The path Mima has taken
伊藤美誠、17歳のルーツ
【技術特集】
平野早矢香が語る 伊藤美誠、必勝の法則

前半は母親・美乃りさんのコメントとともに、写真で伊藤選手の卓球人生の振り返り。
後半は平野早矢香さんが伊藤選手の強さを徹底解説している。

そして、「徹底解剖! 強者のスーパーテクVOL.10」では、
『森薗政崇の進化する連続攻撃』と題して、森薗選手の技術を本人が解説しており、森薗選手推しの私としては個人的に大いに楽しんだ。

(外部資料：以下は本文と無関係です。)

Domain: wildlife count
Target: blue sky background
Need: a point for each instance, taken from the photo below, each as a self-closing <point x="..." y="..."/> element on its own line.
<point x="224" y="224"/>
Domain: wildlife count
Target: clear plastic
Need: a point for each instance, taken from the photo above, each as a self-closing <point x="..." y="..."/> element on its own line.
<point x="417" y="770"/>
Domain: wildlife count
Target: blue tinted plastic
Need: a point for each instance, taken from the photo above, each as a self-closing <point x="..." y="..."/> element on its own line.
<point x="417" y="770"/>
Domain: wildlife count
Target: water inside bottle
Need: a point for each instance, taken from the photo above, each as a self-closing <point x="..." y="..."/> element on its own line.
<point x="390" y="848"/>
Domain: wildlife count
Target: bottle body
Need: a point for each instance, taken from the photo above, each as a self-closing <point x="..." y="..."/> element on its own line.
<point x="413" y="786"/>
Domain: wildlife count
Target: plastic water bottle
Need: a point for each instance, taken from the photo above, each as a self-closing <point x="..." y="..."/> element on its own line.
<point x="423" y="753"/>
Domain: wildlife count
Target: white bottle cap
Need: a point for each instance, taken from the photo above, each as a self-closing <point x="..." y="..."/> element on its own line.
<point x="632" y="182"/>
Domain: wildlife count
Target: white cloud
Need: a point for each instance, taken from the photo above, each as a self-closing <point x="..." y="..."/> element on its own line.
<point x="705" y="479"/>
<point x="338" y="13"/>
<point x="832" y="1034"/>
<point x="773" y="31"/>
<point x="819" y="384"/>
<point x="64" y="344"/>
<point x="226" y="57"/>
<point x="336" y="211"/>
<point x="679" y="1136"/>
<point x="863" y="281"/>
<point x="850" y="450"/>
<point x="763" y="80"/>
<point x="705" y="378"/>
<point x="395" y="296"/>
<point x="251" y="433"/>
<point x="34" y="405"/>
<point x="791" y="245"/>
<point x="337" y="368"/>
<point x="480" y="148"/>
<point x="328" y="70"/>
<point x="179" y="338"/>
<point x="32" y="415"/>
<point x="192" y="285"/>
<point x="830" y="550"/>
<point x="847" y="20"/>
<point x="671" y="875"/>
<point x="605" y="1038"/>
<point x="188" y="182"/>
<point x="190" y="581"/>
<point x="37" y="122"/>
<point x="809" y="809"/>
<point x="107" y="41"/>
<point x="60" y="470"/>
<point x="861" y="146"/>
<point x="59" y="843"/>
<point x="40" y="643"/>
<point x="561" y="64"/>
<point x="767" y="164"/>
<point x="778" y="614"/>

で、今回取り上げるのはこの2つのビッグ企画ではなく、今月号から始まった素敵な新連載のほうである。

 

トップ選手同士の本音の語らい

1つ目の注目新連載はコチラ。

PtoP
Vol.1 松平賢二×水谷隼
~本音で語り合える友の存在~

選手(Player)と選手(Player)が語り合う対談企画、という、あるようでなかったこの企画。

第1弾は、松平賢二選手と水谷隼選手の同級生対談。

2人の出会いはバンビの頃。お互いの印象は、「キノコみたいな髪型に紫色のハチマキ(松平談)」「ちっちゃいデブ(水谷談)」

のちに青森山田中でチームメイトになり、日本代表では日の丸を背負ってともに世界と戦った2人は、同級生であり、ライバルであり、そしてプライベートでも親交のある親友でもある。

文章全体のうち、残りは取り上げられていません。